Pre-Annotation

 

Pre-Annotation Overview

Generative AI Lab offers out-of-the-box support for Named Entity Recognition, Classification, Assertion Status, and Relation Extraction pre-annotations.
These features are highly effective for bootstrapping new annotation projects, allowing teams to begin with model-generated labels instead of starting from scratch. By leveraging pre-trained or domain-specific models, users can transfer expert knowledge directly into the annotation process—significantly reducing manual effort and improving consistency.

To run pre-annotation on one or several tasks, a Project Owner or Manager must select the target tasks and click Pre-Annotate from the top-right corner of the Tasks page.
A dialog will appear displaying information about the currently deployed model servers, including the list of models available and the labels each model predicts.

This information is important, especially when multiple users are training and deploying models simultaneously. Always review the list of deployed models and their corresponding labels before starting pre-annotation to ensure alignment with your project configuration.

If needed, users can deploy models defined in the current project (based on its Labeling Config) by clicking Deploy. Once deployment completes, pre-annotation can be triggered immediately.

Selecting Pre-Annotation Servers

Generative AI Lab supports multiple pre-annotation servers, enabling parallel annotation across different projects or configurations.
When clicking Pre-Annotate, the dialog lists all available servers. Project Owners or Managers can select the desired server, and details of its deployed configuration are shown for verification before proceeding.

If no pre-annotation server currently exists for the project, the dialog provides an option to deploy a new server using the active labeling configuration.
If sufficient resources and licensing are available, the deployment begins automatically and pre-annotation starts once the server is ready.
If resources are unavailable, users can delete older or idle servers from the Clusters page under Settings to free capacity.

preannotation_dialog

Concurrent Processing

Generative AI Lab fully supports concurrent pre-annotation and training operations.
Multiple pre-annotation servers can run simultaneously, and training can occur on one project while pre-annotation runs on another.
This enables continuous productivity and optimal use of resources across multiple active projects.

Pre-annotation Approaches

Pretrained Models

On the Predefined Labels step of the Project Configuration page we can find the list of available models with their respective prediction labels. By selecting the relevant labels for your project and clicking the Add Label button you can add the predefined labels to your project configuration and take advantage of the Spark NLP auto labeling capabilities.

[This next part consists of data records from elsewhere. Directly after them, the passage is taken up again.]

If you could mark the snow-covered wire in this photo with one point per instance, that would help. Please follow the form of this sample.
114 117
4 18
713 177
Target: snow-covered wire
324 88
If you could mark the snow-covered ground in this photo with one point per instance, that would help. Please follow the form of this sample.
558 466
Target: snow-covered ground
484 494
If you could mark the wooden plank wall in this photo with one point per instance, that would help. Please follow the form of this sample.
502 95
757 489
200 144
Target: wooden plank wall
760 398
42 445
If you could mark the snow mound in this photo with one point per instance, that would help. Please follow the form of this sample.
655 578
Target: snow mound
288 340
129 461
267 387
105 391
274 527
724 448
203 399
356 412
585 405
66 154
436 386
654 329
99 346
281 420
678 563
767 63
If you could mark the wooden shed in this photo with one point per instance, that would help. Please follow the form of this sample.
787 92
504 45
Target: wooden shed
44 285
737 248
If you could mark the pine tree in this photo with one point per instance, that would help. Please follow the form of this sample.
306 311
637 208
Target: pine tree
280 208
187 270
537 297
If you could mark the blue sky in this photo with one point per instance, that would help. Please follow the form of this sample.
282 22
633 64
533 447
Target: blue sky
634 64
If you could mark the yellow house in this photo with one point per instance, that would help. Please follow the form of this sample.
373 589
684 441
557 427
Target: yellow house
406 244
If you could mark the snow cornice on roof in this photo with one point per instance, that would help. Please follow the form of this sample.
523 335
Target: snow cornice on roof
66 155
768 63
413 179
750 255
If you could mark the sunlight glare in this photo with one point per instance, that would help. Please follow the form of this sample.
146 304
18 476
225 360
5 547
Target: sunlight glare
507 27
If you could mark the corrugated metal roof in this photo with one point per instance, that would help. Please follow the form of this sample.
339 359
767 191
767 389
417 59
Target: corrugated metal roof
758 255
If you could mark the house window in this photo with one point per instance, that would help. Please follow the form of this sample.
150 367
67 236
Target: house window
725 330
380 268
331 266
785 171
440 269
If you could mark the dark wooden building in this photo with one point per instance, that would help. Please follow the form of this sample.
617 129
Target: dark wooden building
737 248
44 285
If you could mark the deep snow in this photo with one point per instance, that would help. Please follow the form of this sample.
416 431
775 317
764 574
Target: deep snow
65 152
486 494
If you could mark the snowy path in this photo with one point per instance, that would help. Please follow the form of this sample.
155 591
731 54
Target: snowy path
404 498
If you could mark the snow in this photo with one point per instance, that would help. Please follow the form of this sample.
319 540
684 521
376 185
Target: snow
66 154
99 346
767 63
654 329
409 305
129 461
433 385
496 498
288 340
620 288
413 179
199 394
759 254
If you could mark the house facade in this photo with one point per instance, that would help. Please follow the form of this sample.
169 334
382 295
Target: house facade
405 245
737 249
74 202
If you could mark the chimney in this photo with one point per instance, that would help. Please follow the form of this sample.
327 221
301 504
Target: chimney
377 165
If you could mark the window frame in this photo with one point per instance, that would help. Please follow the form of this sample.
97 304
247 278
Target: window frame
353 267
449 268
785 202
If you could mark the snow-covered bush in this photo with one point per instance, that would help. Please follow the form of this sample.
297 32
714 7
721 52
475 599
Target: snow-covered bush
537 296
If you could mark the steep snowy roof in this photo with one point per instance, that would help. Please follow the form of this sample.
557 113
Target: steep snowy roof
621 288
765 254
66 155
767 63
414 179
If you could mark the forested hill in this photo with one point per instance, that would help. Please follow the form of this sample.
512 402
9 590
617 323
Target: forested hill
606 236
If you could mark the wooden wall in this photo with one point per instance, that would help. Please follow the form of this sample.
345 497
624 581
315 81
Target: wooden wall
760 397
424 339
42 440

In the example below, we are reusing the ner_posology model that comes with 7 labels related to drugs.

Generative AI Lab

In the same way, Classification, Assertion Status, and Relation Extraction models can also be added to a project’s configuration and used for pre-annotation.
This allows teams to automate label generation for a wide variety of task types, not just NER, ensuring a consistent and efficient workflow across multiple annotation domains.

Finance, Legal, and Visual models downloaded from the Models Hub can be used directly for pre-annotation of NER, classification, or assertion projects.
Visual NER models, in particular, support pre-annotating text extracted from image-based or scanned documents, enabling end-to-end annotation of complex data types.

Once a model is downloaded from the Models Hub page, its associated labels become available under the Predefined Labels tab in the project configuration.
From there, you can review and customize the labels or link them with additional rules and prompts before triggering pre-annotation.

Generative AI Lab

Text Pre-annotation

Pre-annotation is available for projects with text contents as the tasks. When you setup a project to use existing Spark NLP models for pre-annotation, you can run the designated models on all of your tasks by pressing the Pre-Annotate button on the top-right corner of the Tasks page.

Generative AI Lab

As a result, all predicted labels for a given task will be available in the Prediction widget on the Labeling page. The predictions are not editable. You can only view and navigate those or compare those with older predictions. However, you can create a new completion based on a given prediction. All labels and relations from such a new

Re-purpose Text-Based NER Models for PDF and Image Projects

Generative AI Lab allows you to leverage the extensive library of pre-trained text-based NER models — including more than 6,600 models available on the Models Hub — for pre-annotation of PDF and image-based tasks.

This capability bridges the gap between text and visual document processing, enabling you to apply domain-specific NER models directly to scanned or image-based content that includes extracted OCR text.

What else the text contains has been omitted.